Caused By: java.lang.IllegalArgumentException: Unexpected event:event_id: 1399
event_time {
  seconds: 1649094400
  nanos: 532032321
}
event_type: EVENT_TYPE_WORKFLOW_TASK_COMPLETED
task_id: 177212170
workflow_task_completed_event_attributes {
  scheduled_event_id: 1397
  started_event_id: 1398
  identity: "<redacted>"
}
 
io.temporal.internal.statemachines.WorkflowStateMachines.handleNonStatefulEvent(WorkflowStateMachines.java:494)
io.temporal.internal.statemachines.WorkflowStateMachines.handleSingleEvent(WorkflowStateMachines.java:240)
io.temporal.internal.statemachines.WorkflowStateMachines.handleEventsBatch(WorkflowStateMachines.java:199)
io.temporal.internal.statemachines.WorkflowStateMachines.handleEvent(WorkflowStateMachines.java:175)
io.temporal.internal.replay.ReplayWorkflowRunTaskHandler.handleWorkflowTaskImpl(ReplayWorkflowRunTaskHandler.java:176)
io.temporal.internal.replay.ReplayWorkflowRunTaskHandler.handleWorkflowTask(ReplayWorkflowRunTaskHandler.java:145)
io.temporal.internal.replay.ReplayWorkflowTaskHandler.handleWorkflowTaskWithQuery(ReplayWorkflowTaskHandler.java:122)
io.temporal.internal.replay.ReplayWorkflowTaskHandler.handleWorkflowTask(ReplayWorkflowTaskHandler.java:97)
io.temporal.internal.worker.WorkflowWorker$TaskHandlerImpl.handle(WorkflowWorker.java:241)
io.temporal.internal.worker.WorkflowWorker$TaskHandlerImpl.handle(WorkflowWorker.java:199)
io.temporal.internal.worker.PollTaskExecutor.lambda$process$0(PollTaskExecutor.java:93)
java.base/java.util.concurrent.ThreadPoolExecutor.runWorker(Unknown Source)
java.base/java.util.concurrent.ThreadPoolExecutor$Worker.run(Unknown Source)
java.base/java.lang.Thread.run(Unknown Source)
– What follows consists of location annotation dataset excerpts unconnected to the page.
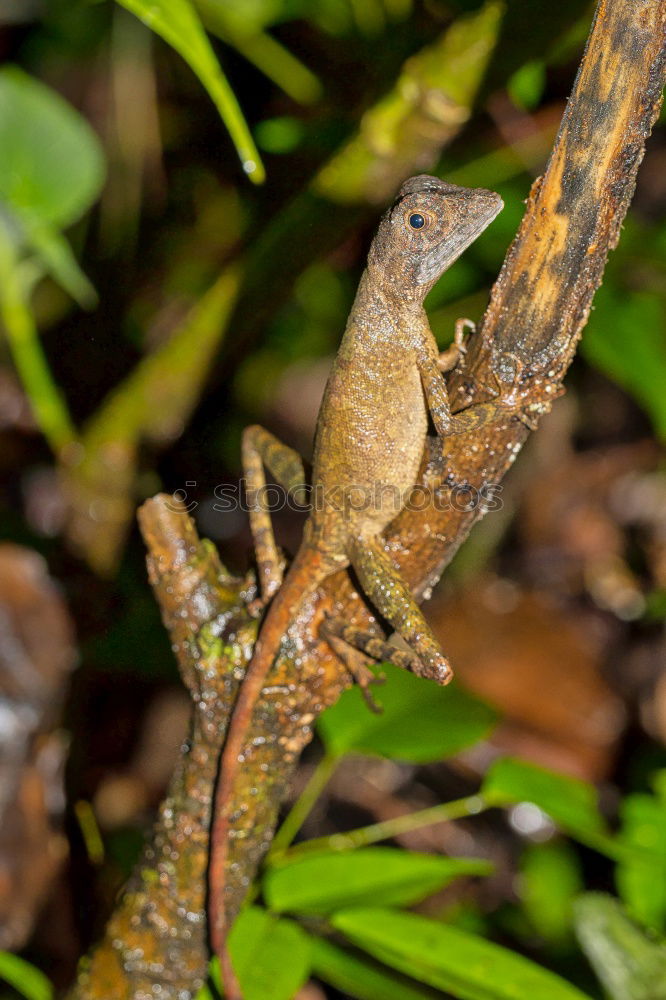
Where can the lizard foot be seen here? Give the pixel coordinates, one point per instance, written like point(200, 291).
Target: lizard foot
point(449, 358)
point(509, 398)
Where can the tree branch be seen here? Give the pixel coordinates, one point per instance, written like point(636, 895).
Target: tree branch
point(527, 340)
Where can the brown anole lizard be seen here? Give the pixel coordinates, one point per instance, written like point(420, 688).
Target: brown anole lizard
point(371, 431)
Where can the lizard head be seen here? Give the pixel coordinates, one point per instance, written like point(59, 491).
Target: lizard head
point(426, 229)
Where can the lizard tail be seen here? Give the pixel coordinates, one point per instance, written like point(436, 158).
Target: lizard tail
point(307, 571)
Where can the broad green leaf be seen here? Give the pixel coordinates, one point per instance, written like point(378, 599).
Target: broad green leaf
point(641, 874)
point(57, 258)
point(361, 977)
point(178, 23)
point(383, 876)
point(630, 965)
point(52, 165)
point(25, 978)
point(570, 802)
point(420, 721)
point(467, 966)
point(550, 879)
point(270, 956)
point(625, 340)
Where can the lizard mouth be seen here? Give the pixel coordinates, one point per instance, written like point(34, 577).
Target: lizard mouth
point(479, 215)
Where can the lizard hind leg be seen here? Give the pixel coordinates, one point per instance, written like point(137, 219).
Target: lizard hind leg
point(261, 448)
point(382, 583)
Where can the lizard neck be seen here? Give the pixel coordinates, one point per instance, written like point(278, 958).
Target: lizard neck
point(381, 315)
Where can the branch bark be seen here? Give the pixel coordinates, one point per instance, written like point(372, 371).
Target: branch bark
point(538, 308)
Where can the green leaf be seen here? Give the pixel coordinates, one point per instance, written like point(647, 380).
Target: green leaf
point(178, 23)
point(270, 956)
point(52, 165)
point(57, 258)
point(384, 876)
point(450, 959)
point(361, 977)
point(641, 873)
point(25, 978)
point(550, 879)
point(570, 802)
point(628, 963)
point(420, 722)
point(527, 84)
point(625, 340)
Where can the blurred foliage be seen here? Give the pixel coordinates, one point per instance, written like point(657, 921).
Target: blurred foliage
point(217, 303)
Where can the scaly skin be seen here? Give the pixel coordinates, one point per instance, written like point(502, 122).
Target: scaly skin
point(370, 438)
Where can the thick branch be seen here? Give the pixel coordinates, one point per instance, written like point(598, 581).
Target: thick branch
point(538, 307)
point(157, 934)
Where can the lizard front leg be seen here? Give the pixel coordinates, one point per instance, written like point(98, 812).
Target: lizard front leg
point(260, 448)
point(383, 584)
point(448, 359)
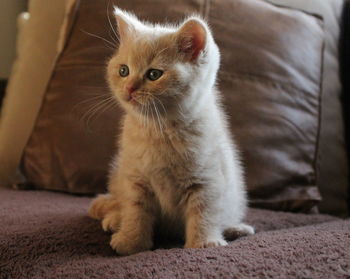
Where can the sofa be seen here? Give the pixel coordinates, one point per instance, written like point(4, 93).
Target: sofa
point(45, 231)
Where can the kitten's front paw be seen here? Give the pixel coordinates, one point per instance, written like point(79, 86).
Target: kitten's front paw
point(238, 231)
point(100, 206)
point(206, 244)
point(111, 221)
point(125, 245)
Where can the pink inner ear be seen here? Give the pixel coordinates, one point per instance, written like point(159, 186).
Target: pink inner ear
point(193, 40)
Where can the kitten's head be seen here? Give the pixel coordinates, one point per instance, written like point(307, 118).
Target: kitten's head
point(159, 69)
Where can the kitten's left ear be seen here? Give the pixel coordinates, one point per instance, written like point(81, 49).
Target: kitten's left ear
point(191, 38)
point(127, 23)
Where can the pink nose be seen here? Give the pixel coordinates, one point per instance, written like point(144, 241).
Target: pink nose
point(131, 88)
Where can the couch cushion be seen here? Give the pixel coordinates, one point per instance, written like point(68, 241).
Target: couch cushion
point(333, 165)
point(271, 92)
point(48, 235)
point(37, 49)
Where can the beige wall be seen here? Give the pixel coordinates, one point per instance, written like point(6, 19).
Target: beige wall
point(9, 9)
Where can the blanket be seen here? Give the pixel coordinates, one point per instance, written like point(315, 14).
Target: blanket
point(49, 235)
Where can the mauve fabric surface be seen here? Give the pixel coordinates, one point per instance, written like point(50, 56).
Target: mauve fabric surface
point(48, 235)
point(270, 80)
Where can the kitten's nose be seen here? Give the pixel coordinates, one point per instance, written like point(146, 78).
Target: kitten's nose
point(131, 88)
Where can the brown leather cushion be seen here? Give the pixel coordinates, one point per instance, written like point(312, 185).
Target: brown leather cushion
point(270, 79)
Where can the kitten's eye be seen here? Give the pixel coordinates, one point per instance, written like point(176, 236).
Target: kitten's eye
point(154, 74)
point(123, 71)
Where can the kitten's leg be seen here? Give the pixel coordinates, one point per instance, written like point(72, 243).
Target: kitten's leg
point(202, 226)
point(138, 215)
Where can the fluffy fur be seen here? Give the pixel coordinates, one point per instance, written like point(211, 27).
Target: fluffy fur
point(177, 164)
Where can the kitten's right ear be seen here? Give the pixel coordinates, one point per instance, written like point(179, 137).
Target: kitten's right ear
point(127, 23)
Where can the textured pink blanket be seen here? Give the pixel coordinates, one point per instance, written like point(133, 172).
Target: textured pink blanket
point(48, 235)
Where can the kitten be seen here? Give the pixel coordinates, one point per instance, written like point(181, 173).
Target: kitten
point(177, 164)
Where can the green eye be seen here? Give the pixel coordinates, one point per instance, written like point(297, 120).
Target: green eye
point(123, 71)
point(154, 74)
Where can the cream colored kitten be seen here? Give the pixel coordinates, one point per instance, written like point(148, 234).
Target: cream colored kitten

Likely cause is non-determistic workflow code. Would help if you could share so we can take a look. One thing to look at is use of system time in workflow code to rule that out.

The workflow code has some complex code. I am trying to reproduce with simple setup, but it is only happening in production at random. Error is not consistent.
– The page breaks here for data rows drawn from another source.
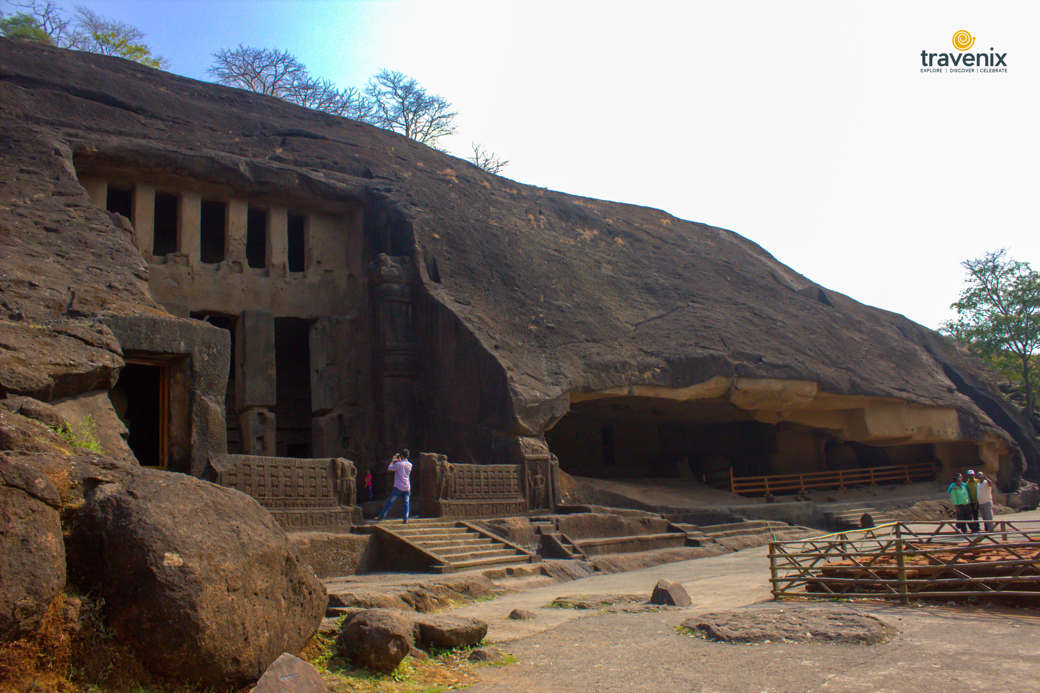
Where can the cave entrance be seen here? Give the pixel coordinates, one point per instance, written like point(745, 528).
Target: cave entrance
point(141, 400)
point(632, 437)
point(292, 373)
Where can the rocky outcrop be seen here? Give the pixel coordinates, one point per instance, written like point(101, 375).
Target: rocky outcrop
point(670, 593)
point(32, 558)
point(198, 578)
point(523, 298)
point(377, 639)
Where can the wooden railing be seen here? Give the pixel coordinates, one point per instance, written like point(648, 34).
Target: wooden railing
point(771, 484)
point(915, 560)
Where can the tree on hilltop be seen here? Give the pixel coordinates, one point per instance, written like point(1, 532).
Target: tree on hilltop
point(401, 105)
point(43, 21)
point(280, 74)
point(998, 318)
point(487, 160)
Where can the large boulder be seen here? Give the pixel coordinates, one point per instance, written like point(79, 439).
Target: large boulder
point(198, 578)
point(448, 632)
point(377, 639)
point(32, 557)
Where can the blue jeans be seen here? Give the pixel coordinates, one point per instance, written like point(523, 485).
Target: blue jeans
point(394, 494)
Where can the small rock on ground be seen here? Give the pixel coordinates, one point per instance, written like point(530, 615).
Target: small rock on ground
point(790, 624)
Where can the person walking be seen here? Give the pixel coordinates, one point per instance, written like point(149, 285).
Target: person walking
point(972, 486)
point(985, 492)
point(958, 492)
point(401, 468)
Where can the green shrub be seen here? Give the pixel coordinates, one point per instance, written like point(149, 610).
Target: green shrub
point(81, 436)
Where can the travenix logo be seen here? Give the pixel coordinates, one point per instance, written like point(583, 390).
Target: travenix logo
point(962, 61)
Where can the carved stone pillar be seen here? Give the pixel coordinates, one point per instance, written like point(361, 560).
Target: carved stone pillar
point(394, 348)
point(255, 381)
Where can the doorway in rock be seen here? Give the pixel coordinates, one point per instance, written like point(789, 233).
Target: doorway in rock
point(706, 440)
point(292, 373)
point(141, 400)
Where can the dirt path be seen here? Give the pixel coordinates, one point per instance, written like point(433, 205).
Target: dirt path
point(937, 647)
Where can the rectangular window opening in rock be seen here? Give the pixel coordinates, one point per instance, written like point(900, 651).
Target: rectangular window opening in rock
point(256, 237)
point(292, 383)
point(120, 201)
point(140, 399)
point(213, 231)
point(296, 241)
point(164, 240)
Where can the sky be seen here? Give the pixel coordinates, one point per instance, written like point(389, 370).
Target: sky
point(807, 127)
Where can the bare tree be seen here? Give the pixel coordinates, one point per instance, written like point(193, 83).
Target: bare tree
point(278, 73)
point(400, 104)
point(325, 96)
point(260, 70)
point(487, 160)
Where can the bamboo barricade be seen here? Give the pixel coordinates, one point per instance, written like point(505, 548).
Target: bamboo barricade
point(911, 560)
point(769, 484)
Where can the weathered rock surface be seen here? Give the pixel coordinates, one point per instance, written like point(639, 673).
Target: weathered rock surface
point(198, 578)
point(829, 623)
point(290, 674)
point(448, 632)
point(32, 557)
point(533, 294)
point(670, 593)
point(377, 639)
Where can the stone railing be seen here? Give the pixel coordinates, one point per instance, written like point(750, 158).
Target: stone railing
point(303, 494)
point(448, 489)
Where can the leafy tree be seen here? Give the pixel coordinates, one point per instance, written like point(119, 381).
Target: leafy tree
point(998, 317)
point(487, 160)
point(23, 27)
point(42, 20)
point(279, 74)
point(400, 104)
point(96, 34)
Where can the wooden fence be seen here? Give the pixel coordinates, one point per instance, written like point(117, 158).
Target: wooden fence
point(839, 479)
point(905, 561)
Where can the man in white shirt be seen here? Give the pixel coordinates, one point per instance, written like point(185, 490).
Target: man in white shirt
point(401, 468)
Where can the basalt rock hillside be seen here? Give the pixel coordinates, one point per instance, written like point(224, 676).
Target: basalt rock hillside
point(529, 304)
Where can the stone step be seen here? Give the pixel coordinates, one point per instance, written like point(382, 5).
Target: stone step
point(479, 563)
point(432, 536)
point(451, 557)
point(440, 544)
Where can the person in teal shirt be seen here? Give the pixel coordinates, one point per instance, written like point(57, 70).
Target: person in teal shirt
point(958, 492)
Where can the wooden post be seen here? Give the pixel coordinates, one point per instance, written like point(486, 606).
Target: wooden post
point(901, 563)
point(773, 569)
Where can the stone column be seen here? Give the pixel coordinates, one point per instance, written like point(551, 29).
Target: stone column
point(144, 219)
point(237, 223)
point(278, 241)
point(255, 381)
point(189, 227)
point(394, 348)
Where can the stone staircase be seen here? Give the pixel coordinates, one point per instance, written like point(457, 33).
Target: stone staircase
point(743, 535)
point(453, 545)
point(841, 516)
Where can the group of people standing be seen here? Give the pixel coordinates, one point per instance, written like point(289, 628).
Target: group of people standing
point(971, 498)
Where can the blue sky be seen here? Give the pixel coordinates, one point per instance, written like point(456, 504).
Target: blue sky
point(806, 126)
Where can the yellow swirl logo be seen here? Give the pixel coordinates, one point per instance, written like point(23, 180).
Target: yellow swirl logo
point(963, 40)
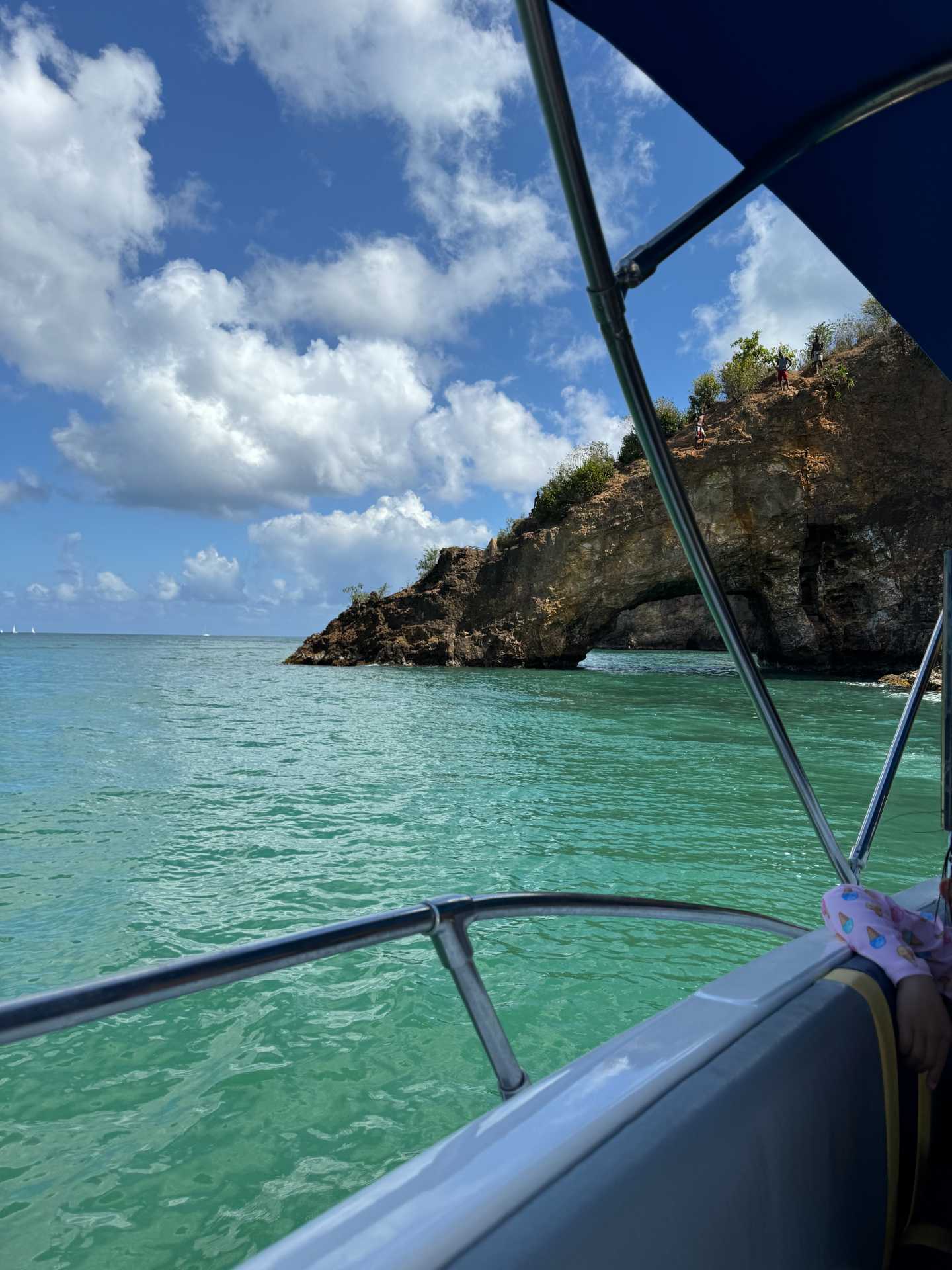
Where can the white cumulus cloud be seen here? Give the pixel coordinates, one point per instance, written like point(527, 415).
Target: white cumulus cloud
point(204, 408)
point(165, 588)
point(211, 577)
point(26, 487)
point(484, 437)
point(112, 588)
point(381, 544)
point(77, 200)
I have seen non deterministic errors which will be clear something like below

Event 5 of EVENT_TYPE_ACTIVITY_TASK_SCHEDULED does not match command COMMAND_TYPE_COMPLETE_WORKFLOW_EXECUTION

But this error does not look like them. What it appears to me from event ids is, it is trying to process a previously completed WORKFLOW_TASK_COMPLETED event again and it is causing issues.

Did you try replaying your workflow history using WorkflowReplayer to see if you can reproduce this error and try to debug?